Sustainability is fundamentally about having the humility to use only what we need, live within our means, and let the specific climate and ecosystem of our region inform our daily lives. It lies in the humble acknowledgement of mistakes, and the sacrifice to change our way of life.
My generation has grown up witnessing the results of hundreds of years of arrogant consumption, the proverbial settling of our debt to the natural world. Our farms and industries have stripped the nutrients from the soil, robbed the water from the ground, and stolen life from the vibrant places on the planet. Now is the time that we must reevaluate the ways we consume, grow our food, and build our buildings.
While I acknowledge the important role that new technologies and alternative energy sources play in our path towards a sustainable future, I believe it is critical not to confuse the development of these tools with the ultimate goal. It is dangerous to believe that meaningful change will happen simply through technological means without any significant change in the way we live.

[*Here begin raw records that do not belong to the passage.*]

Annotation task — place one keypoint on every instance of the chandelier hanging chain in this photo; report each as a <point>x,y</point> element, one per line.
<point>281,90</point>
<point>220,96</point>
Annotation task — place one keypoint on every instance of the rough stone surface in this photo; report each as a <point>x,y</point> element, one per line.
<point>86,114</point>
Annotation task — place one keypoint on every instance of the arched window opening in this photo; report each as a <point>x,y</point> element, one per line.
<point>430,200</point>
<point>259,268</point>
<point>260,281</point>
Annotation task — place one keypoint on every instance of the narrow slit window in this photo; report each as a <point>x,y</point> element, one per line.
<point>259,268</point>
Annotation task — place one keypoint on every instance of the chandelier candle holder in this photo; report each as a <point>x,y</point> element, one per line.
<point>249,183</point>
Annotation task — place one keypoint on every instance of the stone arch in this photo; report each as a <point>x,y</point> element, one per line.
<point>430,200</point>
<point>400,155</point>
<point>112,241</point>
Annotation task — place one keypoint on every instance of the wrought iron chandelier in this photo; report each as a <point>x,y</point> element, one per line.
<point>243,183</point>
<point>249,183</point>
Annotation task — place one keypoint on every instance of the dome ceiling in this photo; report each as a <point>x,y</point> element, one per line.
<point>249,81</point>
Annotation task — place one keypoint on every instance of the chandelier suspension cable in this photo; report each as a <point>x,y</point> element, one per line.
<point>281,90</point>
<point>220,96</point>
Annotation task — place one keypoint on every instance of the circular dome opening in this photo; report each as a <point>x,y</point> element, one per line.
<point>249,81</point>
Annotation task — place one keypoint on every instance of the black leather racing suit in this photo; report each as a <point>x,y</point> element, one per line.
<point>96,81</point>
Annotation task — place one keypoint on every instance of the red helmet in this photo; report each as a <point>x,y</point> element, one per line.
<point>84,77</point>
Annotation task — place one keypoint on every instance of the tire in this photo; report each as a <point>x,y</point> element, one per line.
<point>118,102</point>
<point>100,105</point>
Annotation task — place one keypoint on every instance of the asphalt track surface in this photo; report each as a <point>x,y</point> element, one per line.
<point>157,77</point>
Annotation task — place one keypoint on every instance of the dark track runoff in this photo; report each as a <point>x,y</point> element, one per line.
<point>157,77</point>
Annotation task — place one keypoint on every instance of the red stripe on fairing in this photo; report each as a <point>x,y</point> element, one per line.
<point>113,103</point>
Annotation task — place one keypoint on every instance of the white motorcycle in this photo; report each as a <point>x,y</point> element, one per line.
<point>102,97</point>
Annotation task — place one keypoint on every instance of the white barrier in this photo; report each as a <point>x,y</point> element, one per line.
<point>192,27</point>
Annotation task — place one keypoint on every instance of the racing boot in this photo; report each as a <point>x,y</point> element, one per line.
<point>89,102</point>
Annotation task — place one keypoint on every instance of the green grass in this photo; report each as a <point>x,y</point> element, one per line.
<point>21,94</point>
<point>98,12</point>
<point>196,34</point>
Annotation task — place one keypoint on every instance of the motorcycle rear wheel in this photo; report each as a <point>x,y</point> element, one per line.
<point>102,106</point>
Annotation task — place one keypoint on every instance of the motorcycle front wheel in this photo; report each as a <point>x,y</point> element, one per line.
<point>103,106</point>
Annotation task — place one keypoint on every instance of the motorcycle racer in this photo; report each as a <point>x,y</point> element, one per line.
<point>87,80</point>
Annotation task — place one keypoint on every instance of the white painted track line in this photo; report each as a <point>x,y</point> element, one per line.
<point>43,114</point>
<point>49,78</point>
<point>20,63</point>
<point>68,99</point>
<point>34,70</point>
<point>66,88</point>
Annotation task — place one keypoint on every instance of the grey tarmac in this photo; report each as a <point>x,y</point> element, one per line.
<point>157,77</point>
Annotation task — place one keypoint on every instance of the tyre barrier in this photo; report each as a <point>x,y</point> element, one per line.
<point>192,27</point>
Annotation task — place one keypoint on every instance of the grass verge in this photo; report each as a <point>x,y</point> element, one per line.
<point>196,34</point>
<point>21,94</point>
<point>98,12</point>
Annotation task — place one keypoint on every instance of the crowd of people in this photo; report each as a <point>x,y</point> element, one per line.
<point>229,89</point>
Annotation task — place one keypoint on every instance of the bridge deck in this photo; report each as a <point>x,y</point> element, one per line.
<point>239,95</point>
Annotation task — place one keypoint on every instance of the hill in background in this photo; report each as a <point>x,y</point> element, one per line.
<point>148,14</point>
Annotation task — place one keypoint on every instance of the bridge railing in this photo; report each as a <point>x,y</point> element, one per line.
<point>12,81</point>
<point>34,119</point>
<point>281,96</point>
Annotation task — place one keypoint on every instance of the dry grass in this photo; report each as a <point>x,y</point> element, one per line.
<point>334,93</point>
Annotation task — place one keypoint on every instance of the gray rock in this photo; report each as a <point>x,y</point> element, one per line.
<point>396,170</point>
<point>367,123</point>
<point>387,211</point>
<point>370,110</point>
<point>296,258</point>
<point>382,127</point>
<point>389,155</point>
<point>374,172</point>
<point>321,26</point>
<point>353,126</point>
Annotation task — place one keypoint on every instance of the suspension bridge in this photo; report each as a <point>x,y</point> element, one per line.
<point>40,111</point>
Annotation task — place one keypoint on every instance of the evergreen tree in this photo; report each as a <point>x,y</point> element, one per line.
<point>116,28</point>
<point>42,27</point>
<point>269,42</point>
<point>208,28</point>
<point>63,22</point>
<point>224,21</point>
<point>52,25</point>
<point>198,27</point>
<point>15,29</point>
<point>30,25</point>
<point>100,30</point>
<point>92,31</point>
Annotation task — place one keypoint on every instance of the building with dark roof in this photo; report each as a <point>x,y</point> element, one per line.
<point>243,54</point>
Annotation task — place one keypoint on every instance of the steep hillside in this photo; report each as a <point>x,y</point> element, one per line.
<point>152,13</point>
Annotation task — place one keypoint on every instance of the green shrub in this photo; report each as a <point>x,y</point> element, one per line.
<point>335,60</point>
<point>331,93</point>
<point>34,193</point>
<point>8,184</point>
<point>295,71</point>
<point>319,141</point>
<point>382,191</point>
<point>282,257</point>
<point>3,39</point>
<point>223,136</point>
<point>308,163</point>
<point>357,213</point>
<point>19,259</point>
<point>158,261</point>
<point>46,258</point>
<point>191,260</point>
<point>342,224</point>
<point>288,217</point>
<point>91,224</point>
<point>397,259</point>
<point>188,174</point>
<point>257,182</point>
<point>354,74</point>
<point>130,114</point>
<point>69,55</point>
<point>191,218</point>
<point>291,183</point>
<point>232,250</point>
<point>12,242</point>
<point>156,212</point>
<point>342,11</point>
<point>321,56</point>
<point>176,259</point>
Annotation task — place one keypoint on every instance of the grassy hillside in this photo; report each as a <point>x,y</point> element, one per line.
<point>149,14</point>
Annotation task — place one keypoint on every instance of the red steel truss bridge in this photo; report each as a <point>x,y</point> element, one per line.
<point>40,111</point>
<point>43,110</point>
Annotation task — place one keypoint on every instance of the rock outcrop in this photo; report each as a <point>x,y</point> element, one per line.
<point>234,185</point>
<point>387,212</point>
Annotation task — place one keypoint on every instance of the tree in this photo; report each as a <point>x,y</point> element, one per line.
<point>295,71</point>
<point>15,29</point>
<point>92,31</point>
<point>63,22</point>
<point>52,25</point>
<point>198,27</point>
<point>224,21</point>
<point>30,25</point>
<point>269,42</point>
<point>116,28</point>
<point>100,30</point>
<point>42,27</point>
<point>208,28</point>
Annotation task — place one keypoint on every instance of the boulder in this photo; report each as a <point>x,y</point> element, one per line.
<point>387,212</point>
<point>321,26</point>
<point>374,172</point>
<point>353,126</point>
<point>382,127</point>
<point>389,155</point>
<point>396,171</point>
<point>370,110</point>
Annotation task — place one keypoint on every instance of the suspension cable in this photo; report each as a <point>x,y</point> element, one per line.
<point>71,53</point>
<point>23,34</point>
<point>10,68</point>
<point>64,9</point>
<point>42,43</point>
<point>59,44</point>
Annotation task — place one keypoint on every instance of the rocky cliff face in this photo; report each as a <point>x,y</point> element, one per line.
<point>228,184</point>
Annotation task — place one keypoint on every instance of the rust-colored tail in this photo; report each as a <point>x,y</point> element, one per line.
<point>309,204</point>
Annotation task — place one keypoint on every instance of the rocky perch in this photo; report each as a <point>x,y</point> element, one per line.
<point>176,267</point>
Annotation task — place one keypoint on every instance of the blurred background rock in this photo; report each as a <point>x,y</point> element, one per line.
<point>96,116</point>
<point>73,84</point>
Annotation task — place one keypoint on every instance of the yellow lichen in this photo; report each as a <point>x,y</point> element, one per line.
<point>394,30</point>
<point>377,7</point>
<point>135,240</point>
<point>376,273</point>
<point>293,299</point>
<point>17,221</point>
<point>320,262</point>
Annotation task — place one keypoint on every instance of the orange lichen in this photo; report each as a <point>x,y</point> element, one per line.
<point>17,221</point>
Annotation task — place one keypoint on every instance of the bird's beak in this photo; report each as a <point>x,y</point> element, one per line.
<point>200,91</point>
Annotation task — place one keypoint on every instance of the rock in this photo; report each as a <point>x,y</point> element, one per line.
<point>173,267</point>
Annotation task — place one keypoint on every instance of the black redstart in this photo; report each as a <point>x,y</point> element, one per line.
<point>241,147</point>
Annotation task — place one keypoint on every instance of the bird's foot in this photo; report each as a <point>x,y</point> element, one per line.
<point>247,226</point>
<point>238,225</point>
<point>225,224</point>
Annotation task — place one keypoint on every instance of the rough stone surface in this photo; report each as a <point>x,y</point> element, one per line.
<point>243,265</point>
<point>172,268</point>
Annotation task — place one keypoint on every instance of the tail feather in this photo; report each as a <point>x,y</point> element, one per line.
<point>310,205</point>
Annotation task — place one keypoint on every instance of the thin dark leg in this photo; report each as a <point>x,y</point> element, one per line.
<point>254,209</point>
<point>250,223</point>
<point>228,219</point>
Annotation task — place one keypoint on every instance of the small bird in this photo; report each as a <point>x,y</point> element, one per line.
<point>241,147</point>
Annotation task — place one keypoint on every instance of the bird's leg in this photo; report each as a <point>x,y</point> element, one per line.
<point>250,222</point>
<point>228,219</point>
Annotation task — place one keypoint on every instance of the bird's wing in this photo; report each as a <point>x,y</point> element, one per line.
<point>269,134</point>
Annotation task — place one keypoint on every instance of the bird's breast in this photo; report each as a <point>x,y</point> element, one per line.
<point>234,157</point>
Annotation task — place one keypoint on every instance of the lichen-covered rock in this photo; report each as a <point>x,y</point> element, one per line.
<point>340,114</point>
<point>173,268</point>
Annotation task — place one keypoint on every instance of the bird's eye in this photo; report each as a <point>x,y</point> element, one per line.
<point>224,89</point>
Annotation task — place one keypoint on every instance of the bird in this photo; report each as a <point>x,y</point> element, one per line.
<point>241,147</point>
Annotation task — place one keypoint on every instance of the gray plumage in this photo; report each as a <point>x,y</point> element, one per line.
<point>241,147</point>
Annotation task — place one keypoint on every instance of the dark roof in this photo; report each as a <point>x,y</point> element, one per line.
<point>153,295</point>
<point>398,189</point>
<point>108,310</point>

Everything we touch is connected to thousands of other systems through the invisible strings of finite supply. Pull too hard on anything, and it has real consequences for the people and ecosystems in another part of the world. By virtue of its ubiquitous presence, the built environment can be a means to teach better practices and provoke thought. The way that we design homes, offices and public spaces can inform the ways that people use energy or dispose of waste and must encourage humility and conscientiousness in each choice.
For everything we take we must give something back. The changes we push for in efficiency and performance and equity do make a difference, but the ability to change the daily actions of future generations in even tiny ways will ultimately make the biggest difference. Designers will play an important role in asking how we would like to live in the future and encouraging others to think about their own answers.